Comment les humanités digitales peuvent aider lors d'une pandémie

Robert West, professeur de l'EPFL, pense qu'il faudra plus que des déclarations d'experts pour communiquer efficacement sur COVID-19 © iStock

Robert West, professeur de l'EPFL, pense qu'il faudra plus que des déclarations d'experts pour communiquer efficacement sur COVID-19 © iStock

Le début de la vague du COVID-19 marque une course contre la montre pour mettre en place des mesures de protection des populations les plus vulnérables. Il n’a jamais été aussi urgent que le public s’intéresse aux données. Robert West, professeur à l'EPFL, explique que les humanités numériques ont un rôle clé à jouer.

Robert West (c. Alain Herzog)

A l’ère de la viralité, il semble que la seule chose qui voyage plus vite que le nouveau coronavirus est l’information. Avec la propagation exponentielle du COVID-19, les histoires et informations sur le virus sont partout: sur les réseaux sociaux, dans les médias ainsi que dans les bases de données de prépublications scientifiques, qui se remplissent très rapidement.

Les réactions face à l’explosion de la pandémie et aux mesures de confinement en Suisse ont oscillé entre la peur et les achats paniques et les inquiétudes quant aux impacts économiques de telles mesures. Parallèlement, d’autres personnes semblent s’interroger: «Où est le problème? C’est seulement la grippe!» Avec le déluge d’informations qui évolue de jour en jour, voire même d’heure en heure, il n’est pas surprenant que l’avis du public sur la pandémie varie autant.

Mais pour Robert West, qui dirige le Laboratoire de sciences des données (DLAB), il faudra davantage que des déclarations de scientifiques pour communiquer sur l’état de la situation du COVID-19 et encourager les bons comportements permettant d’aplanir la courbe de l’épidémie, tels que le lavage de mains et la distanciation sociale.

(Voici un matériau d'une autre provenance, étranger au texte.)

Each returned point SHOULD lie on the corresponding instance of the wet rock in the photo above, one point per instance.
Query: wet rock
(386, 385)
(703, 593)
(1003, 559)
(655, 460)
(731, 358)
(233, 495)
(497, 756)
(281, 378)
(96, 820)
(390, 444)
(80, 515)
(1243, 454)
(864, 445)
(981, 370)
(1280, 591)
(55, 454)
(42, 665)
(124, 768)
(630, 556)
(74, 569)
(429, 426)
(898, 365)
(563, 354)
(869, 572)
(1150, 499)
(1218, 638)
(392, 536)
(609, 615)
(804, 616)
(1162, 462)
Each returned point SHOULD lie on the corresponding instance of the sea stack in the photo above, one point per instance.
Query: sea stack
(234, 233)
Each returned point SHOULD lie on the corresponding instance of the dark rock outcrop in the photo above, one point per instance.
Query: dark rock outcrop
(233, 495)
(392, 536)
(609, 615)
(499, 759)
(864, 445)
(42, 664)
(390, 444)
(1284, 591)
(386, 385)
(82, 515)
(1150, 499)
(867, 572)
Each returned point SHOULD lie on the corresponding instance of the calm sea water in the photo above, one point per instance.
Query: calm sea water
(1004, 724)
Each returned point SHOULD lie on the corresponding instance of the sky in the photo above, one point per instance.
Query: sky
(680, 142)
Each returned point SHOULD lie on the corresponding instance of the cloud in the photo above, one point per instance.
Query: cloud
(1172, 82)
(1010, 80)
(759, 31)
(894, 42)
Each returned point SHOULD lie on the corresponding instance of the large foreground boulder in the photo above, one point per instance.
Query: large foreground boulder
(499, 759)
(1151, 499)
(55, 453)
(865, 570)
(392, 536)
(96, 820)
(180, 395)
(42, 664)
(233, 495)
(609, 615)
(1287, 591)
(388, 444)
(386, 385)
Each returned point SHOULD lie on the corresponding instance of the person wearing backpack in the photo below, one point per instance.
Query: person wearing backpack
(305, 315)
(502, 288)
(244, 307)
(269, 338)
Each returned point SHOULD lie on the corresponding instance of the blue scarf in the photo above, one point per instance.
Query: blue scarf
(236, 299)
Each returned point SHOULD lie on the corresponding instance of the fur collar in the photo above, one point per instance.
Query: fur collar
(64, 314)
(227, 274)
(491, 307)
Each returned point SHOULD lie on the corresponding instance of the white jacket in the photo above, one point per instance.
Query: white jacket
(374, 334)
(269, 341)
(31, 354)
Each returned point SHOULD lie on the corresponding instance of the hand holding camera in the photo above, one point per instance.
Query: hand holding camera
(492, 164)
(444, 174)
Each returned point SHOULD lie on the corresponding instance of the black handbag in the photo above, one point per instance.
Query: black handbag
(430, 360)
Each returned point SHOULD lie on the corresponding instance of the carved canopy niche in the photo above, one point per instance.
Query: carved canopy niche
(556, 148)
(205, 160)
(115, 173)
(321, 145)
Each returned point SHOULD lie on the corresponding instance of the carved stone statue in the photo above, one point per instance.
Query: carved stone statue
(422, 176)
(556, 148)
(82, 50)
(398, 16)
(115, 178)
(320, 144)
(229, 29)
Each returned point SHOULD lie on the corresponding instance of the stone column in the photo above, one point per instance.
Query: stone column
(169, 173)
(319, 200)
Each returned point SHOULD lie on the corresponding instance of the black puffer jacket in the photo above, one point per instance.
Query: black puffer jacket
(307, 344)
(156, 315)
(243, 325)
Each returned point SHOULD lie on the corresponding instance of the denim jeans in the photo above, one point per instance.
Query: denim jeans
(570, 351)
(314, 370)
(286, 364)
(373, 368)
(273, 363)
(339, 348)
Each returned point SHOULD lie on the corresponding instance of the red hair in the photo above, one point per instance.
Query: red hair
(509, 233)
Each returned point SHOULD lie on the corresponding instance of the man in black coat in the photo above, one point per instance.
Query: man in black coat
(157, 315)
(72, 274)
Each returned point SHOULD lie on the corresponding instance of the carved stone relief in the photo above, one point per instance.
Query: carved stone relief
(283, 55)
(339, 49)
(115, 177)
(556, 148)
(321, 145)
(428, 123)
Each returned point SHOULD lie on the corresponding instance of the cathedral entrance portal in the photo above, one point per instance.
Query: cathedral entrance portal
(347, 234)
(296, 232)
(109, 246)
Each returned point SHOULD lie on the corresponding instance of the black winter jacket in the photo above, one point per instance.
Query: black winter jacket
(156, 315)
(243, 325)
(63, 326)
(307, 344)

«Il y a toujours un aspect humain dans les faits. Ce ne sont pas seulement les faits en eux-mêmes, mais plutôt la manière dont les personnes les comprennent», déclare le professeur, également membre du Centre des humanités digitales UNIL-EPFL (dhCenter). «Quand on passe des articles scientifiques aux réseaux sociaux, les publics n’ont pas le même bagage, et nous devons comprendre comment ils lisent ce genre d’informations. Beaucoup de scientifiques n’y prêtent pas attention, mais c’est là où la recherche en humanités numériques peut vraiment jouer un rôle.»

Choisir un messager

Robert West décrit un projet de recherche en cours, financé par le programme CROSS (Collaborative Research on Science and Society), qui souligne l’importance de comprendre comment les gens perçoivent l’information, en particulier quand il s’agit de sujets controversés ou à risque. Avec ses collègues, ils ont essayé de comprendre comment les opinions des gens sur quatre sujets brûlants - le réchauffement climatique, l’avortement, la vaccination et l’immigration - ont été influencées par les déclarations de célébrités.

Les chercheurs ont mélangé et associé au hasard de vraies déclarations à de vraies célébrités, afin de tester leur hypothèse selon laquelle les déclarations attribuées à des personnes connus et respectés avaient plus d'influence que celles provenant de sources inconnues ou mal aimées. Les participants à l'étude ont également lu des déclarations attribuées à un «expert» qui, à leur insu, a été inventé par les chercheurs.

Trois conseils d’un scientifique des données

Robert West donne quelques conseils pour naviguer dans les informations sur le COVID-19 sans être victime d’intox, de fake new ou de mauvaise interprétation.

  • Vérifier les sources d’interprétation de l’information…et des données elles-mêmes. «C’est un conseil évident, mais même moi je dois m’en souvenir car en tant qu’humain nous avons une faim innée pour les nouvelles sensationnelles». En plus de chercher des sources fiables (les universités et la presse renommée, par exemple), toujours lire attentivement les légendes des graphiques et des infographiques. Comme les différents pays ont différentes approches pour la collecte des données épidémiologiques et des tests sur le COVID-19, leurs nombres ne sont pas toujours comparables.
  • Lire les légendes des axes. Vérifier si les graphiques sont linéaires ou logarithmiques, car cela fait une grande différence dans la compréhension d’une croissance exponentielle.
  • Garder la perspective. Les données sur la pandémie COVID-19 sont en constante évolution. «Ce que nous lisons en ligne reflète des événements qui se passent en temps réel, et ce qu’on lit aujourd’hui peut changer demain.»